Arrick Underhill writes in to ask:
so, if I want to quote a fortune cookie and put it in my Works Cited, only later discovering that according to Google the quote originated with George Bernard Shaw rather than Ancient Chinese Wisdom, is it acceptable for me to continue with my plan to cite the fortune cookie? Or am I duty-bound by the standards of academic conduct to remedy the plagiarism of others, which seems to be the result of a time warp in which George Bernard Shaw actually made contact with Ancient Chinese Civilization and passed down his quote, in English, which reached me here in the 21st century. Or it might have been the 20th.
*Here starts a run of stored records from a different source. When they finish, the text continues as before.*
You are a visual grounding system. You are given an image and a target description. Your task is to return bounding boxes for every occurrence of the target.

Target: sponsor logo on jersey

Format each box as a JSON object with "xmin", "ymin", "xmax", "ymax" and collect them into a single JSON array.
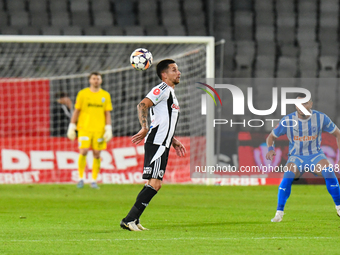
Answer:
[
  {"xmin": 294, "ymin": 135, "xmax": 318, "ymax": 142},
  {"xmin": 158, "ymin": 170, "xmax": 164, "ymax": 178},
  {"xmin": 153, "ymin": 88, "xmax": 161, "ymax": 96},
  {"xmin": 87, "ymin": 103, "xmax": 103, "ymax": 107},
  {"xmin": 171, "ymin": 104, "xmax": 180, "ymax": 111},
  {"xmin": 143, "ymin": 166, "xmax": 152, "ymax": 174}
]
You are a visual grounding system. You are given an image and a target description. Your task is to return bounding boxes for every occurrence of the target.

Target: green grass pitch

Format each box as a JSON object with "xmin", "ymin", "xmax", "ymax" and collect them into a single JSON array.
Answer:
[{"xmin": 0, "ymin": 185, "xmax": 340, "ymax": 254}]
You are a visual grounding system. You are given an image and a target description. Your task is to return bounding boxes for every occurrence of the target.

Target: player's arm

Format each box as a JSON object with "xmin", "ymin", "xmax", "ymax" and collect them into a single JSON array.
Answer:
[
  {"xmin": 172, "ymin": 137, "xmax": 187, "ymax": 157},
  {"xmin": 67, "ymin": 92, "xmax": 82, "ymax": 140},
  {"xmin": 132, "ymin": 97, "xmax": 153, "ymax": 144},
  {"xmin": 266, "ymin": 132, "xmax": 276, "ymax": 160},
  {"xmin": 331, "ymin": 128, "xmax": 340, "ymax": 166},
  {"xmin": 67, "ymin": 109, "xmax": 80, "ymax": 141},
  {"xmin": 103, "ymin": 111, "xmax": 112, "ymax": 142}
]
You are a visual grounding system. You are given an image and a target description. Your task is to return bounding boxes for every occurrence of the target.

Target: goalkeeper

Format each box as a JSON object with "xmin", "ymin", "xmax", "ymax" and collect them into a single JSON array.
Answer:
[{"xmin": 67, "ymin": 72, "xmax": 112, "ymax": 189}]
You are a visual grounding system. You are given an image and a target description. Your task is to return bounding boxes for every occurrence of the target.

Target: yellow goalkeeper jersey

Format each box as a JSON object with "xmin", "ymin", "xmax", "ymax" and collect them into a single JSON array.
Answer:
[{"xmin": 75, "ymin": 88, "xmax": 112, "ymax": 132}]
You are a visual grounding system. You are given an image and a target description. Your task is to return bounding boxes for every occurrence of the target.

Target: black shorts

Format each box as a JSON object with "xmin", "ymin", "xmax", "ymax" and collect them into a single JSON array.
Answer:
[{"xmin": 143, "ymin": 143, "xmax": 170, "ymax": 180}]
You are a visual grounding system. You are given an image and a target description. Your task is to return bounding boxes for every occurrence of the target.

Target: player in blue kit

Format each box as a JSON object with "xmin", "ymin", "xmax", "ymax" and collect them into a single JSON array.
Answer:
[{"xmin": 266, "ymin": 94, "xmax": 340, "ymax": 222}]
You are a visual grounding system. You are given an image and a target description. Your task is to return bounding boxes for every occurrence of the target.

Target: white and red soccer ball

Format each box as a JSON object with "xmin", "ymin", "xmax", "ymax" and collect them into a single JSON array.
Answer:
[{"xmin": 130, "ymin": 48, "xmax": 153, "ymax": 71}]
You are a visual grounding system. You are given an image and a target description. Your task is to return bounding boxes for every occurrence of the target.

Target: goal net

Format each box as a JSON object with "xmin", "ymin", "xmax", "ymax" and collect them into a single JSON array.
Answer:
[{"xmin": 0, "ymin": 36, "xmax": 214, "ymax": 183}]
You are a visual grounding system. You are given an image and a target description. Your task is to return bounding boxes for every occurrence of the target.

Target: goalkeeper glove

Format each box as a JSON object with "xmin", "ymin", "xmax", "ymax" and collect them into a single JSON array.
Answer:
[
  {"xmin": 67, "ymin": 123, "xmax": 77, "ymax": 141},
  {"xmin": 104, "ymin": 125, "xmax": 112, "ymax": 142}
]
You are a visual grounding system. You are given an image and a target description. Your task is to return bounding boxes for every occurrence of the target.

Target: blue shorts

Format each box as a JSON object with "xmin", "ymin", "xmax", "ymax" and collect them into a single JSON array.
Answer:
[{"xmin": 286, "ymin": 152, "xmax": 327, "ymax": 173}]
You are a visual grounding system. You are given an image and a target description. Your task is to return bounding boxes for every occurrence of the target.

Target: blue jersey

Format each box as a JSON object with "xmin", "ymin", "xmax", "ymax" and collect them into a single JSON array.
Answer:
[{"xmin": 272, "ymin": 110, "xmax": 337, "ymax": 156}]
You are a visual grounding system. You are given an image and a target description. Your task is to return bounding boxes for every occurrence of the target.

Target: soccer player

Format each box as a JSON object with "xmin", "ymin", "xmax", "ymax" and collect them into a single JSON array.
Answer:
[
  {"xmin": 67, "ymin": 72, "xmax": 112, "ymax": 189},
  {"xmin": 120, "ymin": 59, "xmax": 186, "ymax": 231},
  {"xmin": 266, "ymin": 94, "xmax": 340, "ymax": 222}
]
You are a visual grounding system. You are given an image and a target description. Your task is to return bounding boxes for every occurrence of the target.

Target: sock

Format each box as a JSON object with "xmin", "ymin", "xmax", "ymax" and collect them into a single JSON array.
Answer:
[
  {"xmin": 125, "ymin": 185, "xmax": 157, "ymax": 222},
  {"xmin": 322, "ymin": 167, "xmax": 340, "ymax": 206},
  {"xmin": 277, "ymin": 171, "xmax": 295, "ymax": 211},
  {"xmin": 92, "ymin": 158, "xmax": 100, "ymax": 182},
  {"xmin": 78, "ymin": 154, "xmax": 86, "ymax": 180}
]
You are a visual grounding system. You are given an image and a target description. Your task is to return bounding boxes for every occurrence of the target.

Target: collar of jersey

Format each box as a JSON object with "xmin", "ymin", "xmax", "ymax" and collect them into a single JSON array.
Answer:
[{"xmin": 295, "ymin": 110, "xmax": 314, "ymax": 122}]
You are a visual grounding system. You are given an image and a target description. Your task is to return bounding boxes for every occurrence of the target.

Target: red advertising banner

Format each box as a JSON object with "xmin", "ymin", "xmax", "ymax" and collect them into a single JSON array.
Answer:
[
  {"xmin": 0, "ymin": 79, "xmax": 50, "ymax": 137},
  {"xmin": 0, "ymin": 137, "xmax": 191, "ymax": 184},
  {"xmin": 238, "ymin": 132, "xmax": 339, "ymax": 183}
]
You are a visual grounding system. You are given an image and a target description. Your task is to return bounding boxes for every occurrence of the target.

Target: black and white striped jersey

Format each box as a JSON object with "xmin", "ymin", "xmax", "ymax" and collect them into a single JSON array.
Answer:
[{"xmin": 145, "ymin": 82, "xmax": 180, "ymax": 148}]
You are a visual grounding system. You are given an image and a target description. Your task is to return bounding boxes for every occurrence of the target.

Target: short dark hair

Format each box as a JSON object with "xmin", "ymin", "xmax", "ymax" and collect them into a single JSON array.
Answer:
[
  {"xmin": 88, "ymin": 72, "xmax": 102, "ymax": 79},
  {"xmin": 295, "ymin": 93, "xmax": 313, "ymax": 101},
  {"xmin": 156, "ymin": 59, "xmax": 176, "ymax": 80},
  {"xmin": 54, "ymin": 91, "xmax": 68, "ymax": 99}
]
I can't remember.
To be honest, the only reason I can imagine for citing a fortune cookie in the first place is to perform some kind of pomo hipster DFW-wannabe crap. In that case, the point is not actually to cite anything, but to parody the practice of citation by way of a crispy take-out treat. In that case, one should take to heart the MLA Handbook's directive to use your wits and adapt the style as necessary to the situation, e.g.:
"Yes, you squashed cabbage leaf, you disgrace to the noble architecture of these columns, you incarnate insult to the English Language: I could pass you off as the Queen of Sheba." Fortune cookie. Berkeley, CA: Shen Hua, n.d. Eaten 6 October 2010.Indent appropriately and alphabetize under Y, secure in the knowledge that Susanna Clarke entirely pwned you as early as 2004.
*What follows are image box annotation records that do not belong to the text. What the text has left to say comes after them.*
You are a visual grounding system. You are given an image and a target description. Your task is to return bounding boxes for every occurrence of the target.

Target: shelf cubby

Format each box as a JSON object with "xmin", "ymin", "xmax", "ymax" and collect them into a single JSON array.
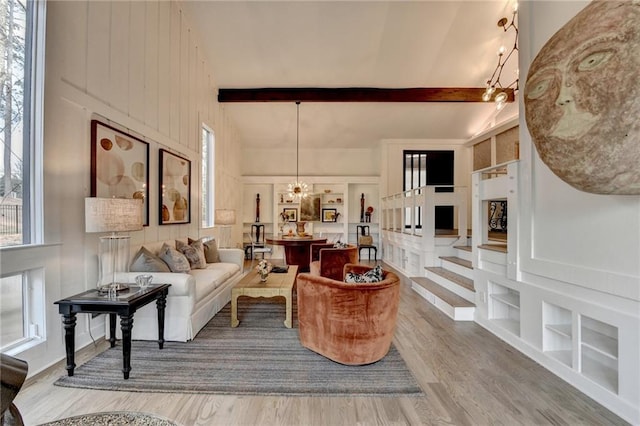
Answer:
[
  {"xmin": 542, "ymin": 302, "xmax": 573, "ymax": 367},
  {"xmin": 580, "ymin": 315, "xmax": 619, "ymax": 393},
  {"xmin": 489, "ymin": 282, "xmax": 520, "ymax": 336}
]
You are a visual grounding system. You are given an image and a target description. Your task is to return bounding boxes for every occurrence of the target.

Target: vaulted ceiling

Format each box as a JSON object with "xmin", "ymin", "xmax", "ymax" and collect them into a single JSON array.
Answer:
[{"xmin": 182, "ymin": 0, "xmax": 517, "ymax": 149}]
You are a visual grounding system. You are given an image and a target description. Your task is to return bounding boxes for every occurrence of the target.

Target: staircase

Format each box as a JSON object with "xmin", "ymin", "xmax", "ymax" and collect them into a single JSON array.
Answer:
[{"xmin": 410, "ymin": 246, "xmax": 476, "ymax": 321}]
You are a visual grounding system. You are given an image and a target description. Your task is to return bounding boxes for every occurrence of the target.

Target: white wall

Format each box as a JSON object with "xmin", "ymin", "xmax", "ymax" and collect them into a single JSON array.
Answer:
[
  {"xmin": 475, "ymin": 1, "xmax": 640, "ymax": 424},
  {"xmin": 3, "ymin": 1, "xmax": 241, "ymax": 375},
  {"xmin": 520, "ymin": 1, "xmax": 640, "ymax": 301},
  {"xmin": 242, "ymin": 146, "xmax": 380, "ymax": 176}
]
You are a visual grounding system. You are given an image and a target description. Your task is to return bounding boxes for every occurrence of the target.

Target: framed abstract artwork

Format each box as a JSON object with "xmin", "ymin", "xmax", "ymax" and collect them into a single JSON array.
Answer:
[
  {"xmin": 91, "ymin": 120, "xmax": 149, "ymax": 226},
  {"xmin": 159, "ymin": 149, "xmax": 191, "ymax": 225},
  {"xmin": 322, "ymin": 209, "xmax": 337, "ymax": 222},
  {"xmin": 282, "ymin": 209, "xmax": 298, "ymax": 222}
]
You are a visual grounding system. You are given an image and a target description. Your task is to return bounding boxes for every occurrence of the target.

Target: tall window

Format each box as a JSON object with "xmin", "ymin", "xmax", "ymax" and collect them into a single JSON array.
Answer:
[
  {"xmin": 0, "ymin": 0, "xmax": 45, "ymax": 247},
  {"xmin": 403, "ymin": 150, "xmax": 454, "ymax": 229},
  {"xmin": 202, "ymin": 125, "xmax": 216, "ymax": 228},
  {"xmin": 0, "ymin": 0, "xmax": 46, "ymax": 352}
]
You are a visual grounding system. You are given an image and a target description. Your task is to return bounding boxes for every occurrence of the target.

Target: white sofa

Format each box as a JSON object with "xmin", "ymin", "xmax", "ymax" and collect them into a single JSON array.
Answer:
[{"xmin": 117, "ymin": 238, "xmax": 244, "ymax": 342}]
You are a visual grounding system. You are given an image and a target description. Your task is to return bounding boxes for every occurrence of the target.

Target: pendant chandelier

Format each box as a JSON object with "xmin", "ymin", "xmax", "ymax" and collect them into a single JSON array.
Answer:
[
  {"xmin": 287, "ymin": 101, "xmax": 309, "ymax": 202},
  {"xmin": 482, "ymin": 3, "xmax": 519, "ymax": 111}
]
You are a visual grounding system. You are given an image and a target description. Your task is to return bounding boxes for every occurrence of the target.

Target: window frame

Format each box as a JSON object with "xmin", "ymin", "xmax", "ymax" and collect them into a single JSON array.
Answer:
[{"xmin": 200, "ymin": 123, "xmax": 216, "ymax": 229}]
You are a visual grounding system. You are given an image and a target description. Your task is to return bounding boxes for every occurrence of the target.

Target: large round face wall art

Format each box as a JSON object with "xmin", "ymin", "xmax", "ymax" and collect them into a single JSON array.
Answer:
[{"xmin": 524, "ymin": 0, "xmax": 640, "ymax": 195}]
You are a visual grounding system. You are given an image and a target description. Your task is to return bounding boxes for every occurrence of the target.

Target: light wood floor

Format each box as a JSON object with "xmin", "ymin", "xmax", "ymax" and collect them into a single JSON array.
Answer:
[{"xmin": 16, "ymin": 262, "xmax": 626, "ymax": 426}]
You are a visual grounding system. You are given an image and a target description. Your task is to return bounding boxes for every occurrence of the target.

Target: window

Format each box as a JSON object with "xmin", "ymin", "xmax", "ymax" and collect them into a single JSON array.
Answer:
[
  {"xmin": 0, "ymin": 0, "xmax": 46, "ymax": 353},
  {"xmin": 202, "ymin": 125, "xmax": 216, "ymax": 228},
  {"xmin": 403, "ymin": 150, "xmax": 454, "ymax": 229},
  {"xmin": 0, "ymin": 274, "xmax": 26, "ymax": 350},
  {"xmin": 0, "ymin": 268, "xmax": 45, "ymax": 353},
  {"xmin": 0, "ymin": 0, "xmax": 45, "ymax": 247}
]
Okay, now that that's out of the way, let's get serious. It's scholarship time, friends. Citation is about directing readers to your sources, and the truth is that readers are unlikely to reproduce your fortune cookie experience. Forget the cookie and cite Shaw. There should be a parenthetical citation within the main text looking like this:
(Shaw 11)and a works cited entry looking like this:
Shaw, George Bernard. Pygmalion. New York: Simon and Schuster, 1981. Print.Does it sound like I'm squishing fun? Far from it. Scholarship affords something far more fun than the pale pleasures of parody: endnotes. (MLA style calls for endnotes, not footnotes!) This situation is ripe for a lengthy digression on how you arrived at the quotation, the appropriateness of a fake Chinese saying appearing in a fake Chinese dessert, and the Western desire to produce identity through a projection onto a mythic Orient. Ideally the endnote will cite Said and Auerbach, and finish with a lengthy discussion of monstrosity, and The Wonders of the East, and the checkered history of Cotton Vitellius A.xv.
Technically speaking, MLA style frowns on lengthy notes. But scholars love them for the freedom and joy in research that they express. This is what you get when you try to cite a fortune cookie.